If I run your code (i.e. remove the data region and include an update device only for “xstat”) it works only if I compile using the -gpu=managed flag.

Correct because the value of “yalloc” is read on the device so therefor needs to be updated to the device as well before entering the data region. With “managed”, it’s implicitly updated on the device. But it looks like you figured that out already.

  • the example in the Nvidia Guide is still wrong.

It’s not complete, in that the data movement would be handled elsewhere, but the example code snip-it is correctly illustrating the concept of allowing access to device data declared in one module can be used in another module.

my code was wrong because I thought that copyin would force an update if the variable is present.

“present_or” semantics does trip up new users so don’t feel bad. At one point I argued for a “present_and” version where the copy would be done if the variable was present, but the language committee didn’t like it since it may cause extra unintended data movement.

Personally I don’t use structured data regions any longer (except in a few cases). Instead opt for using unstructured data regions (enter/exit) close to where the arrays are declared, or just after they are allocated. I’ll only use “declare” when there’s direct access to a module variable from within a device subroutine. I then use “update” directives to manage the data movement as well as adding “default(present)” on my compute regions so if I forget to add a variable to a data region, the program aborts at run time and I can fix the error.

Thanks for the accurate explanation.

For some reasons that I can’t (still) figure out, I am not able to replicate the correct behavior of the snip code in the code I’m currently working on… The only way I managed to get it working is by setting the sizes of the module arrays as parameters… (did I just turn it into a static array?) . I think the problem can be solved by using the enter/exit data declaration instead of the usual data structure, but unfortunately it is very poorly documented. Can you suggest any link where I can find examples?

EDIT: I found some examples, but the enter/exit data construct looks to me as a data/end data block. The only difference is that the enter and exit clauses can be placed in different files/procedures. am I right?

thanks

I’m assuming you’re still using the example above with the corrections? Or is the issue with a different example? The above example works fine for me. Please post if you have a different example.

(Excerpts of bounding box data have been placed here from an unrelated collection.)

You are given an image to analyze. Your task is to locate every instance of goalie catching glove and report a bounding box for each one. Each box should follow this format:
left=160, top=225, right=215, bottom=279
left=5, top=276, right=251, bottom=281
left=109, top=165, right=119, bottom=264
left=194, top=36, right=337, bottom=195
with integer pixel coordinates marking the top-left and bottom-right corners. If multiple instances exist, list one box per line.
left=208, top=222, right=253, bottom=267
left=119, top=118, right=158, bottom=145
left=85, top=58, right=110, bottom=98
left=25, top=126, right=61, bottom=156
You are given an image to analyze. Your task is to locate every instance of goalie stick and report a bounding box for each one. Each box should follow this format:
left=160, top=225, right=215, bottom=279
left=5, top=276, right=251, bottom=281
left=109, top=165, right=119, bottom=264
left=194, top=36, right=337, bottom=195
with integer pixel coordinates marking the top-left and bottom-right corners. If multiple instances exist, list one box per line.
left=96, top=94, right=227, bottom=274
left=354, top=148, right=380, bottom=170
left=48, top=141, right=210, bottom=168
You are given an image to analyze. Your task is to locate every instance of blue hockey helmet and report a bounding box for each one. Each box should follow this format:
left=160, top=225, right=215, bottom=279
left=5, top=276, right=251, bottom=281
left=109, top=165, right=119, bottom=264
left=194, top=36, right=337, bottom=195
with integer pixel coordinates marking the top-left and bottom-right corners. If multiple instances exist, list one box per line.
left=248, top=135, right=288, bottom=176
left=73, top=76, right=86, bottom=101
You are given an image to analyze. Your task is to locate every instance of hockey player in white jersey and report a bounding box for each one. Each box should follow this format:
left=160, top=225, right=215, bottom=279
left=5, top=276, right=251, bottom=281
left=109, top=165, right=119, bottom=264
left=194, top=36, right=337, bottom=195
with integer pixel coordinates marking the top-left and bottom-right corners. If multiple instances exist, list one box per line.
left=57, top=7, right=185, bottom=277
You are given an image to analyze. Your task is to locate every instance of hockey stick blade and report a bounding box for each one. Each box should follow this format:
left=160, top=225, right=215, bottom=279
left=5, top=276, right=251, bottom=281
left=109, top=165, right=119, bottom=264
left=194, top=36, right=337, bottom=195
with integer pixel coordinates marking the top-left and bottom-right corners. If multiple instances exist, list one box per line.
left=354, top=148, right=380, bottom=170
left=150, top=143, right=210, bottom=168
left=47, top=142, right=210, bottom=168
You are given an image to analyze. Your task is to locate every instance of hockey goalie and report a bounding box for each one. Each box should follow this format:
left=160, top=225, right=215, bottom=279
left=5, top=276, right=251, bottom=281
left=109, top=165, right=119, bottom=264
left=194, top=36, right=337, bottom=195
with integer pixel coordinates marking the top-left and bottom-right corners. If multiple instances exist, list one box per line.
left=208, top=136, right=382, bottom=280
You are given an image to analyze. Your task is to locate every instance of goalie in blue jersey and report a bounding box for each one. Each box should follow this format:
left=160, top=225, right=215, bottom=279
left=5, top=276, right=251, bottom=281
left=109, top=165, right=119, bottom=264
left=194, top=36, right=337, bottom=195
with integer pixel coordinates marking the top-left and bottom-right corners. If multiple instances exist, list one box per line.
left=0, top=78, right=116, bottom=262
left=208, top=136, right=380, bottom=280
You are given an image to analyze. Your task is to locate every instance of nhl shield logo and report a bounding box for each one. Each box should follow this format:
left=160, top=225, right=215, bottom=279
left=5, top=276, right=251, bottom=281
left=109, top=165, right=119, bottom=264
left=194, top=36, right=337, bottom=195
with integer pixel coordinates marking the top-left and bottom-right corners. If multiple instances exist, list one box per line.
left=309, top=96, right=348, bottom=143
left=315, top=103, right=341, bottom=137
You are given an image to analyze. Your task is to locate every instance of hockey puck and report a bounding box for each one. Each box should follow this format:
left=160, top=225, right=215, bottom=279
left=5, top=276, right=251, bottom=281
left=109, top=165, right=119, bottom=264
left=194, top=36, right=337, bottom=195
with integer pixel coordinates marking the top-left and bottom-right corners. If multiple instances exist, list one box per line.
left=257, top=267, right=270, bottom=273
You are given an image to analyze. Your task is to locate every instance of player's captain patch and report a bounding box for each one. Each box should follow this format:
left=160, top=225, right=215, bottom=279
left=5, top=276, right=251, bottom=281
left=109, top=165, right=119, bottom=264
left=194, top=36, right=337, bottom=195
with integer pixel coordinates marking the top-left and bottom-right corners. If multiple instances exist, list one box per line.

This doesn’t quite make sense. The difference here is that when using a fixed size, static array, the device memory is allocated at the same time the device is initialized. With allocatable arrays, only the array descriptor is created on device initialization, with the device data allocated at the same time that it’s allocated on the host.

But this wouldn’t effect the scoping of the device data or when/how to synchronize the device and host memories.

I think the problem can be solved by using the enter/exit data declaration instead of the usual data structure,

A “declare” directive and an unstructured data region are basically the same semantically, with only the scoping and lifetime of the device data being different. So while you certainly can use “enter/exit” data directive, it shouldn’t matter.

Then again, I’m not sure what the core issue is given the original example with the edits works fine for me.

The only difference is that the enter and exit clauses can be placed in different files/procedures. am I right?

Yes. A structured region must have a defined start and stopping place within the same scoping unit, while unstructured data regions (enter/exit) can be in separate scoping units.